The Swerve, which received the Pulitzer Prize in 2012, pleasantly handles the impact of history and literature on each other. The course of history changes when Bracciolini finds Lucretius’s book, The Structure of the Universe. He is a book hunter who is committed to finding old books no matter where they are in the world.

Although The Structure of the Universe is seen as a very perverted book by the Church, Lucretius’s poetry has such a significant impact on everyone. Even so that some priests keep the book. Although The Swerve examines The Structure of the Universe and its impact on human history, it also deals with different topics. This is a book that will make you think about many things at the same time; a must-read. Enjoy!

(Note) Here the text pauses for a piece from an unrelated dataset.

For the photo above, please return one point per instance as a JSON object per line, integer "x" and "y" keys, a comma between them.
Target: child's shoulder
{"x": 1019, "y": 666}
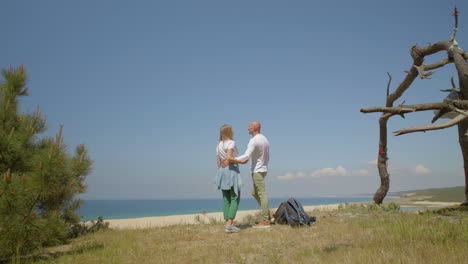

The Swerve How the Renaissance Began - Stephen Greenblatt

The Swerve: How the Renaissance Began

Almost six hundred years ago, a short, genial man took a very old manuscript off a library shelf. With excitement, he saw what he had discovered and ordered it copied. The book was a miraculously surviving copy of an ancient Roman philosophical epic, On the Nature of Things by Lucretius and it changed the course of history.

He found a beautiful poem of the most dangerous ideas – that the universe functioned without the aid of gods, that religious fear was damaging to human life, and that matter was made up of very small particles in eternal motion. These ideas fuelled the Renaissance, inspiring Botticelli, shaping the thoughts of Montaigne, Darwin and Einstein.

An innovative work of history by one of the world’s most celebrated scholars and a thrilling story of discovery, The Swerve details how one manuscript, plucked from a thousand years of neglect, made possible the world as we know it.

Stephen Greenblatt

Stephen Jay Greenblatt is an American Shakespearean, literary historian, and so an author. He has served as the John Cogan University Professor of the Humanities at Harvard University since 2000.